Hugo Clément, journaliste et producteur de la série documentaire porteuse d'espoir Sur le front, présentera le dimanche 5 juin une nouvelle enquête de son émission, consacrée aux oiseaux. Comme pour chaque numéro, il nous emmènera au plus près de ceux qui se battent pour protéger nos écosystèmes. « Porte-parole » de France Télévisions pour l'environnement, il nous explique.
Le 5 juin est une journée symbolique, c’est la Journée mondiale de l’environnement. Mais une Journée mondiale de l’environnement, est-ce suffisant ?
Non, ça ne suffit plus. C’est tous les jours qu’il faut se soucier de l’environnement, car il est dans chaque pan de notre vie quotidienne et dans chaque décision prise au niveau politique. L’environnement, c’est nous et tout ce qu’il y a autour de nous, c’est ce qui nous permet de vivre. Il faut en parler dans les médias, tous les jours, le plus possible.

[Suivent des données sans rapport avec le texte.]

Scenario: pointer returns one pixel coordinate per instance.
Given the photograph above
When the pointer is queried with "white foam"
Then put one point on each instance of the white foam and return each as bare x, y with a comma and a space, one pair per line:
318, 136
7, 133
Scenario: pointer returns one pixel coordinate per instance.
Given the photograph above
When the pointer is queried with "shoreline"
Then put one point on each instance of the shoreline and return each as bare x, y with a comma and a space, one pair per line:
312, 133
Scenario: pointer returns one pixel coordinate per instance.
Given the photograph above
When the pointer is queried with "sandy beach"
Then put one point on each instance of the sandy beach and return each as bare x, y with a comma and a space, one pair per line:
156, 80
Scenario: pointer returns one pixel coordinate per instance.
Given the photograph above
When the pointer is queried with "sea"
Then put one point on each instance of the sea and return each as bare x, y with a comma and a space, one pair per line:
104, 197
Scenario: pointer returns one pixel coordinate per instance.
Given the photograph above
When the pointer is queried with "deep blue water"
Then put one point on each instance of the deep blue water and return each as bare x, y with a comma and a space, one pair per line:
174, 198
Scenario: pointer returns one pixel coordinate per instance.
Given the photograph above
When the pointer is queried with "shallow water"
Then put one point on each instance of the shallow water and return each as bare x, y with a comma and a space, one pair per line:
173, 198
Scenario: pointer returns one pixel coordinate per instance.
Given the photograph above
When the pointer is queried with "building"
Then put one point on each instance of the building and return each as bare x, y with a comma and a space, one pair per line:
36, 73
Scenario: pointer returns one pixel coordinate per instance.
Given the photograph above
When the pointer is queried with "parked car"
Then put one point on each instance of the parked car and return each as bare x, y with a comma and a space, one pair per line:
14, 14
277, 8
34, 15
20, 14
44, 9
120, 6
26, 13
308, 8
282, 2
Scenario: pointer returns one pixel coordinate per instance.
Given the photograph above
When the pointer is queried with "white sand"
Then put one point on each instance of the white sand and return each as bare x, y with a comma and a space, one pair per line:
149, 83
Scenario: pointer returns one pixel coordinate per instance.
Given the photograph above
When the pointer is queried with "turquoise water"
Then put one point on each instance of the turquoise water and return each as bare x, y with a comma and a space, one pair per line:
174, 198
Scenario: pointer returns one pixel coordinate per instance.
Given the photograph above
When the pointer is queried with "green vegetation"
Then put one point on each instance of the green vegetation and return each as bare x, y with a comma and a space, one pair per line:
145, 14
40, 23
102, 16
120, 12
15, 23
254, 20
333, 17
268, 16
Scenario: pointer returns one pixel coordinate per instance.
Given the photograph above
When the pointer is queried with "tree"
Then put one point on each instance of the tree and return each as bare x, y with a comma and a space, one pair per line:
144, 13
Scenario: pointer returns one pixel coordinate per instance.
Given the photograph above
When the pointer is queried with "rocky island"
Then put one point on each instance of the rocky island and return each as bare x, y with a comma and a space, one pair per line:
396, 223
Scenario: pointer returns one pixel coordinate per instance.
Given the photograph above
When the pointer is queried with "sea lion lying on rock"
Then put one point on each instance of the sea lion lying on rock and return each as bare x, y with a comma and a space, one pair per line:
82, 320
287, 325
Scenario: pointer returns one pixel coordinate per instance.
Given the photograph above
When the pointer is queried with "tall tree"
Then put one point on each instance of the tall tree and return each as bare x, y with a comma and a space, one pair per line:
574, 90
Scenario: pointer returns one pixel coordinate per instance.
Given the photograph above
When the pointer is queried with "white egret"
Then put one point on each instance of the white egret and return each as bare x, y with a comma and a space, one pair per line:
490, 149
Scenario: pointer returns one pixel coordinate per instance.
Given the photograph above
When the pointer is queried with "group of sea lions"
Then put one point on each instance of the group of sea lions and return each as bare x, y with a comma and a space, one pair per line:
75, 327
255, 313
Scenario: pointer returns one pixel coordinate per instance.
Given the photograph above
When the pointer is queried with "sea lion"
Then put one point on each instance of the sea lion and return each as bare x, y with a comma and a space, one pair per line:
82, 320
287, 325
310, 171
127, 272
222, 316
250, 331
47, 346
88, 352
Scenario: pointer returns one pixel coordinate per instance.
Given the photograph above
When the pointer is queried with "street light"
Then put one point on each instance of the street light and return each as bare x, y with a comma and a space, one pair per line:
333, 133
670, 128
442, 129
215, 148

Sur le front aborde des thématiques très précises ou des situations particulières dont, parfois même, nous ne connaissions pas l’existence. Les problématiques autour des oiseaux par exemple. Alors, comment choisissez-vous vos sujets ?
Même si nous faisions une émission par jour, nous n’aurions pas fait le tour de toutes les problématiques environnementales. Nous sélectionnons donc rigoureusement les sujets, en essayant de nous focaliser sur les situations au sein de l’Hexagone et sur des sujets qui touchent et qui concernent les Français dans leur quotidien, notamment pour leur faire comprendre qu'ils peuvent agir à leur niveau sur certaines situations. Nous avons une équipe de journalistes qui enquêtent en permanence, mais il y aussi des scientifiques et des militants d’association de défense de la nature qui nous contactent pour nous alerter sur des sujets précis.

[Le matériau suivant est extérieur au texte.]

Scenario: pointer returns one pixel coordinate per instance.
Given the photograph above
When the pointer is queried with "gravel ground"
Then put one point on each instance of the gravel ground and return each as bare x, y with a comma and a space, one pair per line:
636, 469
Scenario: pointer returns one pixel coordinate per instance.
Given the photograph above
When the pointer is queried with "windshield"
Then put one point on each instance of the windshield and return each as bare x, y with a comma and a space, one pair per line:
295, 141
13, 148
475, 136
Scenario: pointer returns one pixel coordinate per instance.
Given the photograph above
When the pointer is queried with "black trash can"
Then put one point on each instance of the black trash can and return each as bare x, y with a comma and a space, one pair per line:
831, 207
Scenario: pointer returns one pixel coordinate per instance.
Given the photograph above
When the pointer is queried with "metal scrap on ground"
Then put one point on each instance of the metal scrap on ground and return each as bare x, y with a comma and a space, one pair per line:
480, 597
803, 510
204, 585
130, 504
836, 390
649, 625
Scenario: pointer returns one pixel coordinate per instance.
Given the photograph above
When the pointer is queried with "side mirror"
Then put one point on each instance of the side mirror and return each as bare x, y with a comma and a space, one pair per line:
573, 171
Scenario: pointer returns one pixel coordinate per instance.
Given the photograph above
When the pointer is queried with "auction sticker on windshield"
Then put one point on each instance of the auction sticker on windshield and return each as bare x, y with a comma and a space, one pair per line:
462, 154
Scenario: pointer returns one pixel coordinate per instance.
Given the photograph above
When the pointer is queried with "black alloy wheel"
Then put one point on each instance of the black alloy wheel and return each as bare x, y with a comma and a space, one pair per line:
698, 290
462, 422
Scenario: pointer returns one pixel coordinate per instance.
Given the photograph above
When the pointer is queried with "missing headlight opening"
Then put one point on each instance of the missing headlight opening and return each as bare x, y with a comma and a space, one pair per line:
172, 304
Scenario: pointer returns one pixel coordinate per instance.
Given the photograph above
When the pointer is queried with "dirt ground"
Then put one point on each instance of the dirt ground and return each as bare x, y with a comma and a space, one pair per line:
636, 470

Sur le front : le titre de l’émission est évocateur. Pouvez-vous nous expliquer le choix de ces termes : « combattant », « front » ?
Ces termes correspondent à la réalité. En ce moment même, une guerre pour l’environnement et la préservation de notre planète est en train d’être menée. Lorsque des groupes armés veulent profiter des ressources que d’autres essayent de protéger, on assiste à de réelles situations de guerre. Dans la jungle guyanaise où des militaires français affrontent des orpailleurs illégaux ou au Congo dans le parc des Virunga où des rangers sont victimes d'embuscade, des gens sont tués. Même si elle ne ressemble pas à une guerre classique, cela en est bel et bien une.
Les termes sont volontairement “choc”, pour attirer l’attention et inciter à la mobilisation. Car c’est aussi une guerre contre nous-mêmes, contre nos modes de vie qui ne sont plus soutenables. Si on ne se mobilise pas aujourd’hui et si on ne remporte pas cette bataille, c’est toute l’humanité qui sera perdante, à court, moyen et long terme.
Parmi ces combattants, qui n’ont comme seule volonté de préserver notre terre, vous avez notamment rencontré Victor Noël (Sur le front : Où sont passés nos oiseaux ?), un jeune adolescent de 17 ans, passionné par les oiseaux et engagé pour leur protection. Comment s’est passée votre rencontre ?
Assez simplement ! Son nom a rapidement été évoqué lorsque nous cherchions des activistes qui se mobilisent pour les oiseaux, tout en ayant des connaissances scientifiques. Mettre en lumière Victor Noël était légitime car il possède une expertise sur le sujet. Bien qu’étant un profil atypique, par son jeune âge, c’est un passionné. Il a déjà écrit deux livres ! Sa connaissance des oiseaux est impressionnante, il est capable de tous les reconnaître à leur chant. C’est un garçon touchant et surtout, sincère dans son engagement. À mon sens, il représente l’avenir de la protection des oiseaux en France. Il n’a que 17 ans !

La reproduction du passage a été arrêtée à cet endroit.